From Mamre Oaks, Abraham set out toward the Negev. He and his wife set tents in Gerar, between Kadesh and Shur. Since they were new to the area, Abraham feared for his life. Just as he did in Egypt, he told everyone, “Sarah’s my sister.”

Abimelech, King of Gerar, brought Sarah into his household to take as a wife, but God visited him in a dream.

“You’re going to die,” God said, “because Sarah is married already.”

Abimelech had not yet taken Sarah into his bed. Nevertheless, God had shut up the wombs of every female in Abimelech’s house. He reasoned with God, saying, “Master, will you punish the innocent? Both Abraham and Sarah lied to me. I had no idea they were married.”

“I know you’re innocent,” God answered in the dream, “and I alone prevented you from sin. Return Sarah to Abraham, because he’s a prophet. He’ll pray for you, and you’ll live. Otherwise, you and your family will all die.”

Abimelech got up early the next morning, and having not slept well, he brought his servants in for a meeting. Telling them about the vision, everyone was afraid for their lives. Then the king called Abraham and said, “What did I do to be treated so cruelly? You’ve sullied me and my domain. What were you thinking?”

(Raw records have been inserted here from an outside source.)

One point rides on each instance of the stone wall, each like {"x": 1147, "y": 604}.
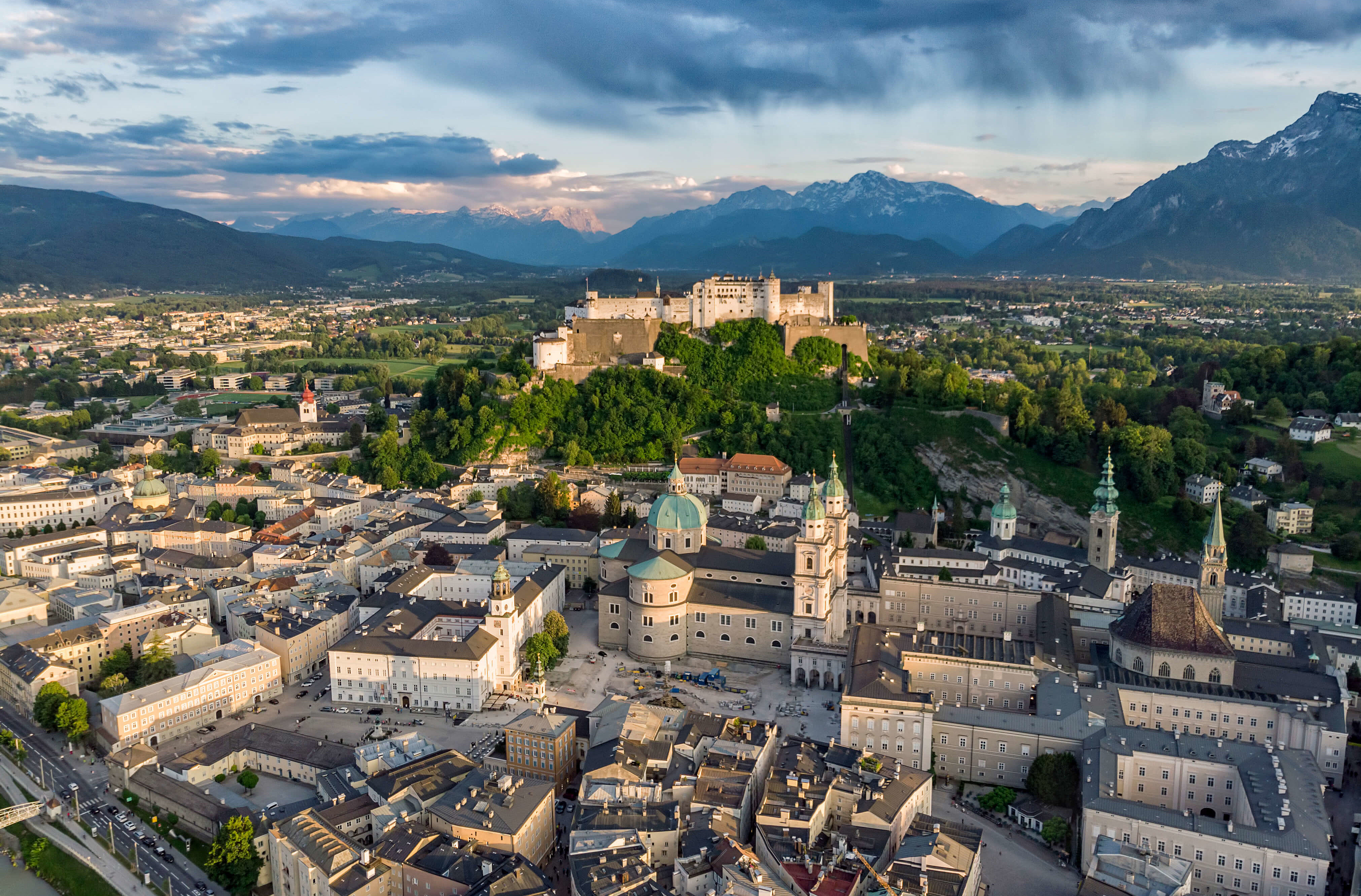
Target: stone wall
{"x": 598, "y": 342}
{"x": 850, "y": 335}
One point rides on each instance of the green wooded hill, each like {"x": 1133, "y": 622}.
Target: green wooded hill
{"x": 74, "y": 240}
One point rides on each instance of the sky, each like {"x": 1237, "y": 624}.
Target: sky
{"x": 248, "y": 109}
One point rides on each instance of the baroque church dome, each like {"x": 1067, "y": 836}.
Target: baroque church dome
{"x": 678, "y": 509}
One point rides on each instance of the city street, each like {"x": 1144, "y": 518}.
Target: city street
{"x": 1012, "y": 865}
{"x": 49, "y": 762}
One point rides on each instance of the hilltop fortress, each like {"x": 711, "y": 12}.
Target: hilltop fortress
{"x": 605, "y": 331}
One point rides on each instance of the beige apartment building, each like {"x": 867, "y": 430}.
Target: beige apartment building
{"x": 504, "y": 812}
{"x": 760, "y": 475}
{"x": 131, "y": 626}
{"x": 168, "y": 709}
{"x": 960, "y": 607}
{"x": 542, "y": 747}
{"x": 580, "y": 561}
{"x": 300, "y": 642}
{"x": 1291, "y": 518}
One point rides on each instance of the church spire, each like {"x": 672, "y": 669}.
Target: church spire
{"x": 1215, "y": 543}
{"x": 1105, "y": 491}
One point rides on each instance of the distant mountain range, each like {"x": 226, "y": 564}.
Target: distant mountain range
{"x": 71, "y": 240}
{"x": 869, "y": 203}
{"x": 1287, "y": 207}
{"x": 1284, "y": 207}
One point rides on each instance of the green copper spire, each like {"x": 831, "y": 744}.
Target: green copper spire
{"x": 833, "y": 487}
{"x": 1105, "y": 491}
{"x": 814, "y": 509}
{"x": 1215, "y": 538}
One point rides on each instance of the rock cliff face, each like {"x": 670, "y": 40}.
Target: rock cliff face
{"x": 983, "y": 480}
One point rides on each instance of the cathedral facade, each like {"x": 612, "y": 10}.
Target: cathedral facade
{"x": 672, "y": 595}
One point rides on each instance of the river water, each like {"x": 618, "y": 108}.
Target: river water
{"x": 17, "y": 883}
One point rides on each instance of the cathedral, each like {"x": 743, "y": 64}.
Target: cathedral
{"x": 673, "y": 595}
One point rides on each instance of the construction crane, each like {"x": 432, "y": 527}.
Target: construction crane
{"x": 877, "y": 875}
{"x": 20, "y": 814}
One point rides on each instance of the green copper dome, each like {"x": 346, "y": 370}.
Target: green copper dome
{"x": 1105, "y": 491}
{"x": 678, "y": 509}
{"x": 814, "y": 509}
{"x": 833, "y": 487}
{"x": 150, "y": 489}
{"x": 1003, "y": 509}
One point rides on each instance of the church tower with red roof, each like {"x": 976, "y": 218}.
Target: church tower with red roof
{"x": 307, "y": 406}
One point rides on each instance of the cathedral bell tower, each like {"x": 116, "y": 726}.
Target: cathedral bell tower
{"x": 1215, "y": 566}
{"x": 814, "y": 574}
{"x": 307, "y": 406}
{"x": 1104, "y": 520}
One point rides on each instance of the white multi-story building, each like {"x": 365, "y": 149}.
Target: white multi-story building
{"x": 431, "y": 649}
{"x": 180, "y": 705}
{"x": 711, "y": 301}
{"x": 1321, "y": 607}
{"x": 1204, "y": 489}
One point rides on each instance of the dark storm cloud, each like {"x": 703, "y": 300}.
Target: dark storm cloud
{"x": 692, "y": 55}
{"x": 153, "y": 131}
{"x": 384, "y": 158}
{"x": 173, "y": 147}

Abraham confessed that he didn’t trust a kingdom who didn’t fear God. “Besides,” he added, “she actually is my half-sister. Sarah and I share the same father. When God called me out of our father’s house, we agreed that she would play the role of sister any time we settled in a new place.”

Abimelech brought Sarah back, along with sheep, oxen, slaves of both sexes, and a thousand silver pieces. He handed them all over to Abraham. He said, “Survey my land and settle wherever you like.” Then he turned to Sarah and said, “I have paid your brother with silver as a sign of your vindication.”

Abraham prayed to God, and as promised, Abimelech and his household were healed. The king’s wife and female slaves could bear children again.